Ed ancora perché l’istituzione scolastica deve contribuire ad un altro aspetto non trascurabile dell’evento-gita che è quello del vandalismo che produce un’immagine negativa alla scuola. Son troppe le comitive scolastiche che, scrive Bonardelli, “disturbano oltre misura i malcapitati ospiti degli alberghi, sporcando e danneggiando addirittura i ristoranti, insistendo in volgarità e provocazioni, tirando fuori, insomma, il peggio dell’esuberanza trasformata così in maleducazione.”

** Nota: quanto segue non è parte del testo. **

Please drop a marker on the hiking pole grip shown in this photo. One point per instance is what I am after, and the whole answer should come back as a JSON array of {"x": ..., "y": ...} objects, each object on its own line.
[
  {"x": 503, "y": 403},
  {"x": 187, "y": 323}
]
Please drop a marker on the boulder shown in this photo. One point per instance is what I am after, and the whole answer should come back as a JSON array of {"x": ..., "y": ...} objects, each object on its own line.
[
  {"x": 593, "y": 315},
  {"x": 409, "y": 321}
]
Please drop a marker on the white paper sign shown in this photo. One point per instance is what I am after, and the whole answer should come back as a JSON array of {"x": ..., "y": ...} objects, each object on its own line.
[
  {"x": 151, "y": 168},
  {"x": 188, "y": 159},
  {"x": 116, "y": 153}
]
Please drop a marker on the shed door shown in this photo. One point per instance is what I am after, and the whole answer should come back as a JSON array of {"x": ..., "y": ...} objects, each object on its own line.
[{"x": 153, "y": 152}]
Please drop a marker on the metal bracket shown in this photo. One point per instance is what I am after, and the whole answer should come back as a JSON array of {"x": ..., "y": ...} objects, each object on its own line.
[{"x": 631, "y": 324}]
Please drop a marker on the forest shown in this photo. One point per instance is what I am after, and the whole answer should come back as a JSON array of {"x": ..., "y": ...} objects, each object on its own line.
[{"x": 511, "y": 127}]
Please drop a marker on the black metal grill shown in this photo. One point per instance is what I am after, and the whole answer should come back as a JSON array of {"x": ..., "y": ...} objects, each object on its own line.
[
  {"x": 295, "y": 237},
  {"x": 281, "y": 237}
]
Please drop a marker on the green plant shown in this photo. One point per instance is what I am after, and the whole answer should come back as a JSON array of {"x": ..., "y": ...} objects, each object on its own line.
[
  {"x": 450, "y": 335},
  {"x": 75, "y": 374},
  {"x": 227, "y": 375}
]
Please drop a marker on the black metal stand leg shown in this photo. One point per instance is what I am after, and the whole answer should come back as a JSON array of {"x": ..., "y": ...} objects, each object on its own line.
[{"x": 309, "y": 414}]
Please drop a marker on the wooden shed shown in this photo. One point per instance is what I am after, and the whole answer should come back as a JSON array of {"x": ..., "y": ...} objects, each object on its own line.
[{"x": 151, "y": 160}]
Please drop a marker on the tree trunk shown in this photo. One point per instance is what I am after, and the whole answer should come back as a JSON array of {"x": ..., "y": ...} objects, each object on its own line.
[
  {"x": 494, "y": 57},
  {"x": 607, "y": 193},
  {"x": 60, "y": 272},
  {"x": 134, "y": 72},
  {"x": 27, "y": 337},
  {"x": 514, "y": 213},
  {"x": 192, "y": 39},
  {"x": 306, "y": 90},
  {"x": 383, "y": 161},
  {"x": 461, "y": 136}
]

Si può chiamar questo, “viaggio d’istruzione”? Perché la scuola deve farsene complice? Perché tanto denaro pubblico sprecato?

E se poi qualche insegnante impegnata anche in politica perora la causa degli studenti  desiderosi della gita, proponendo per loro l’intervento finanziario da parte dell’ente provinciale e dei dirigenti scolastici, ciò mi sa molto di demagogico politicamente. Per altro verso voglio ricordare che il triennio dell’Istruzione Superiore non è scuola dell’obbligo e pertanto chi proprio voglia, tra gli studenti, divertirsi lo faccia con le proprie risorse altrimenti se ne stia a casa. C’è sempre tempo nella vita per scoprire il mondo e ciò lo auguro sinceramente.

Piuttosto le scuole, anche con propri fondi, organizzino con continuità viaggi/stage che possano fruttare conoscenze, competenze e formazione; si promuovano visite alle aziende produttive e soprattutto per quanto concerne i Beni Culturali, si incentivino visite in Calabria che i Calabresi non conoscono affatto. A tal fine, anche recentementela Regione Calabriaper il tramite dell’Ufficio Scolastico Regionale ha diramato una circolare a tutte le scuole, di ogni e ordine e grado, invitandole a sostenere viaggi all’interno del territorio calabrese con il contributo finanziario dell’Ente regionale. E se proprio non se ne può fare a meno, anche in Calabria ci sono discoteche degne di attenzione e non solo nella stagione estiva.